Célula tridimensional feita com melão e ameixa, boi-bumbá confeccionado com caixa de papelão, jogos e brinquedos manufaturados. De tudo um pouco pôde ser visto no Calçadão da Batista de Carvalho, neste sábado (24), durante a 1.ª Mostra de Ciência e Inovação da Educação Municipal, em Bauru.

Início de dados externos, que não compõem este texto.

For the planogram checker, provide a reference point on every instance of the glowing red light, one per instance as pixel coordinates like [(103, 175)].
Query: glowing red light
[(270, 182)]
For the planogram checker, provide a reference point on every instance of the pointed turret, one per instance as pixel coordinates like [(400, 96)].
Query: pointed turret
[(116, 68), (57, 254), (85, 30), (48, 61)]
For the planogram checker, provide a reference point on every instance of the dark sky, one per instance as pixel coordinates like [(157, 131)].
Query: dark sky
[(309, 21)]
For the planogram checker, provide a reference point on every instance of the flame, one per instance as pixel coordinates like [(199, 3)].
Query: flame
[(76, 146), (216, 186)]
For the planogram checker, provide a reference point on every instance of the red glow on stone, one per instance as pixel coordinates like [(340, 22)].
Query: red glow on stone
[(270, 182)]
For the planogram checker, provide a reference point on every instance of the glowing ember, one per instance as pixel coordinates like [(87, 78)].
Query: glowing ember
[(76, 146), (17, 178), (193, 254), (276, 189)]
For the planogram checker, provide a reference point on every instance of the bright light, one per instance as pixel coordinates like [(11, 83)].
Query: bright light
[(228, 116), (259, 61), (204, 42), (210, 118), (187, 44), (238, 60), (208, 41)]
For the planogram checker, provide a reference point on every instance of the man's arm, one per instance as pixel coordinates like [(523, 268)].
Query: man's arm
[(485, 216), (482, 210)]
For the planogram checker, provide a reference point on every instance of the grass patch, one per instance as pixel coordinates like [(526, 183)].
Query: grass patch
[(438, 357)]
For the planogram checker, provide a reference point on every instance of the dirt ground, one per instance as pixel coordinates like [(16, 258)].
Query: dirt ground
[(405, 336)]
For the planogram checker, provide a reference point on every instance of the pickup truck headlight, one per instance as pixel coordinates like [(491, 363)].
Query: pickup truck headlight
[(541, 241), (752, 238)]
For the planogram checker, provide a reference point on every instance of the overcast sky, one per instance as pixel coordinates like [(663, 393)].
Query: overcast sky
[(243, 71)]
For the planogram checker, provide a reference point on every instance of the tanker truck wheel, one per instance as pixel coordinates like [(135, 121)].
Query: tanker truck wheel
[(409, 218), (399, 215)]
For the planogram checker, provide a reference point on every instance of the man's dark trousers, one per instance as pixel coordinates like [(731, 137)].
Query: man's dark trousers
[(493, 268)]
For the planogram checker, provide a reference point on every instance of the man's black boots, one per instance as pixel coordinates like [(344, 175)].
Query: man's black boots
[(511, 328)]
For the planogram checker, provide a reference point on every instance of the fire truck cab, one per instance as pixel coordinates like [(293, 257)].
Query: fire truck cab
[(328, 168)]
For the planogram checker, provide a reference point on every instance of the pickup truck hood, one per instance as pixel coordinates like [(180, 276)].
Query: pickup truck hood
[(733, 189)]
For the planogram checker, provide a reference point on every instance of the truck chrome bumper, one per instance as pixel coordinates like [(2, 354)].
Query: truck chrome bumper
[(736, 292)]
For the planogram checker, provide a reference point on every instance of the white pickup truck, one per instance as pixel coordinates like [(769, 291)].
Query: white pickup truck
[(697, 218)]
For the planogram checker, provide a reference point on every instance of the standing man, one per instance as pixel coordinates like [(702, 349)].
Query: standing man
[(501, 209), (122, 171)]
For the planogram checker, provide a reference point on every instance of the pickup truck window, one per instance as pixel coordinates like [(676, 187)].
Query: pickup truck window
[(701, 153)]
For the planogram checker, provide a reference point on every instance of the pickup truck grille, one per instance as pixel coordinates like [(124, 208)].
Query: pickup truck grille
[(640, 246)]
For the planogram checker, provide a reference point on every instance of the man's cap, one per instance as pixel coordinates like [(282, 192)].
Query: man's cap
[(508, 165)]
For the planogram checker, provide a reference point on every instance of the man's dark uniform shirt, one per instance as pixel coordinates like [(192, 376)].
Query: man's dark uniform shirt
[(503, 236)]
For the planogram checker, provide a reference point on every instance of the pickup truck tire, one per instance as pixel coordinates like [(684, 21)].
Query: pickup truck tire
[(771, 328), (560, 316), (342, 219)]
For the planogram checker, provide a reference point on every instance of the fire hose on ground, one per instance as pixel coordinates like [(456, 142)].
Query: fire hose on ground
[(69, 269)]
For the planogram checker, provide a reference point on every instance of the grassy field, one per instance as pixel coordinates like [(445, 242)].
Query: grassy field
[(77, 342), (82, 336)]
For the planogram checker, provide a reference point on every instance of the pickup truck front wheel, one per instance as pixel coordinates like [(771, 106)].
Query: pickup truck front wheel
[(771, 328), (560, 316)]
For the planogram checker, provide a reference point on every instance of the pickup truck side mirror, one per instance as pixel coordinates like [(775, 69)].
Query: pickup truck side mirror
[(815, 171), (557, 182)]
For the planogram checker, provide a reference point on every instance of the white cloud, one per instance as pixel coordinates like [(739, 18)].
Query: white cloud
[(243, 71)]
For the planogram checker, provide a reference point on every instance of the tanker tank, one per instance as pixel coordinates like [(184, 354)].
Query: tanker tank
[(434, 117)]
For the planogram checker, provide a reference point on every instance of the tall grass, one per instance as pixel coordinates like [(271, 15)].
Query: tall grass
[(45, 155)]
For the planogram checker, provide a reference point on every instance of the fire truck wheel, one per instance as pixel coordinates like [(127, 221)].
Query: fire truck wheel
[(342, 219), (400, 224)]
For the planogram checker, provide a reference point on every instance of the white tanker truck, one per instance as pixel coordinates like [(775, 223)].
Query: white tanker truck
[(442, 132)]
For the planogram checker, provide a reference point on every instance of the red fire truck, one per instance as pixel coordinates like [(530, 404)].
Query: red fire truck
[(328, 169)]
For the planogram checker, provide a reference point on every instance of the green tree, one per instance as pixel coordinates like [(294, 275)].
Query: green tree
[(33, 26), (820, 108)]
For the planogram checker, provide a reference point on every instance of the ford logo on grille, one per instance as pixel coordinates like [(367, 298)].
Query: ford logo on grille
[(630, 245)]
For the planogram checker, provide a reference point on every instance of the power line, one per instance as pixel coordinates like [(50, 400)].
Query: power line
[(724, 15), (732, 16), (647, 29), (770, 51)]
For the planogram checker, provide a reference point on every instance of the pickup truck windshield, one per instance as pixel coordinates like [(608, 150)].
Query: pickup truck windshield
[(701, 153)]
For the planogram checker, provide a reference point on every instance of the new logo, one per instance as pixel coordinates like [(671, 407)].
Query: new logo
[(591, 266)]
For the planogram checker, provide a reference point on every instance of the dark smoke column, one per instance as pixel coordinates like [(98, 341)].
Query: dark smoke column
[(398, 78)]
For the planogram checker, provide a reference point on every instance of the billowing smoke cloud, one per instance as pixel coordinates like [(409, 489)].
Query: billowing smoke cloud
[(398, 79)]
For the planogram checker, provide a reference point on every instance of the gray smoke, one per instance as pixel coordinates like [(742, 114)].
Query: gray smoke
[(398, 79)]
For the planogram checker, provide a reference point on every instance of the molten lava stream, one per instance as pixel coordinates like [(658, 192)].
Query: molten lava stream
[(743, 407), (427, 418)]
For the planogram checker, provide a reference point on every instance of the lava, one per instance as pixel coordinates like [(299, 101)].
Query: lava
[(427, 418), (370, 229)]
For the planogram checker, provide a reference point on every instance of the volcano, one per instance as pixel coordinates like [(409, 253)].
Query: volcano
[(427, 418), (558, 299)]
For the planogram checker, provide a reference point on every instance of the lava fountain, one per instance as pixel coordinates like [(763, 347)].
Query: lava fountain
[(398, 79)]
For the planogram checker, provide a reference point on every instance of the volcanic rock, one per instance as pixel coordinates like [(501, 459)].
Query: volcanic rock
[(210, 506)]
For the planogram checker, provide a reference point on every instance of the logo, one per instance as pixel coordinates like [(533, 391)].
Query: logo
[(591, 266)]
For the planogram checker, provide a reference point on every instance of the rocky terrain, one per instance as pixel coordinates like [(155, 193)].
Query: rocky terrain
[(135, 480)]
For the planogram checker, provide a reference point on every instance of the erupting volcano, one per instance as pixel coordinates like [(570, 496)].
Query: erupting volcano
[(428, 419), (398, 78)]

Com o objetivo de instigar o interesse pela ciência, história e tecnologia, os trabalhos foram produzidos em sala de aula por alunos do 1.º ao 9.º ano de nove escolas de ensino fundamental, bem como por estudantes do Centro Educacional de Jovens e Adultos (Ceja) e da educação especial. Nas tendas instaladas na quadra 4 da Batista, foram expostos projetos variados, que abordavam o ciclo da água, a história de Bauru, a cultura popular brasileira, a prevenção à dengue e a integração entre a história da África e a do Brasil, assim como trabalhos nas áreas de matemática, ciências, geografia, literatura e artes plásticas. Membro da comissão organizadora da mostra, Wagner Antônio Júnior explica que a exposição pedagógica, além de ser uma ferramenta para expandir o conhecimento dos alunos, é uma forma de levar para fora dos muros da escola o trabalho realizado em salas de aula. "É a primeira vez que promovemos esta atividade, que também contribui para a disseminação da ciência no Centro da cidade, e o resultado foi muito positivo", destaca.
CONHECIMENTO
A Emef Claudete da Silva Vecchi, por exemplo, levou ao Calçadão símbolos da cultura popular de diversos estados brasileiros, como o bumba meu boi e representações dos bonecos gigantes de Olinda. Na sexta-feira, antes da exposição, os alunos ainda fizeram um cortejo no entorno da escola, encenando as danças características destas figuras festivas.
"É uma sequência didática que ainda não terminou. E a produção dos materiais tem como pano de fundo uma discussão mais ampla, em sala de aula, sobre a origem e a simbologia de cada festa, nas mais variadas regiões do País", detalha Priscila Batistela, coordenadora da escola, que fica no Parque Viaduto.
Já a Emef Santa Maria, localizada na Vila Santa Luzia, trouxe modelos tridimensionais de células humanas, feitos com materiais de baixo custo, inclusive frutas, além de uma representação da respiração pulmonar, a partir do uso de garrafa pet, canudo e balão.
"Os estudantes também fizeram móbiles do sistema esquelético. São maneiras lúdicas que ajudam os alunos a memorizar com mais facilidade os conteúdos", pondera Sirlei Campos, diretora de divisão da Secretaria Municipal de Educação, pasta que promoveu o evento. Além da exposição pedagógica, a mostra contou com atividades recreativas complementares, como o circuito cidade mirim e jogos de tabuleiro.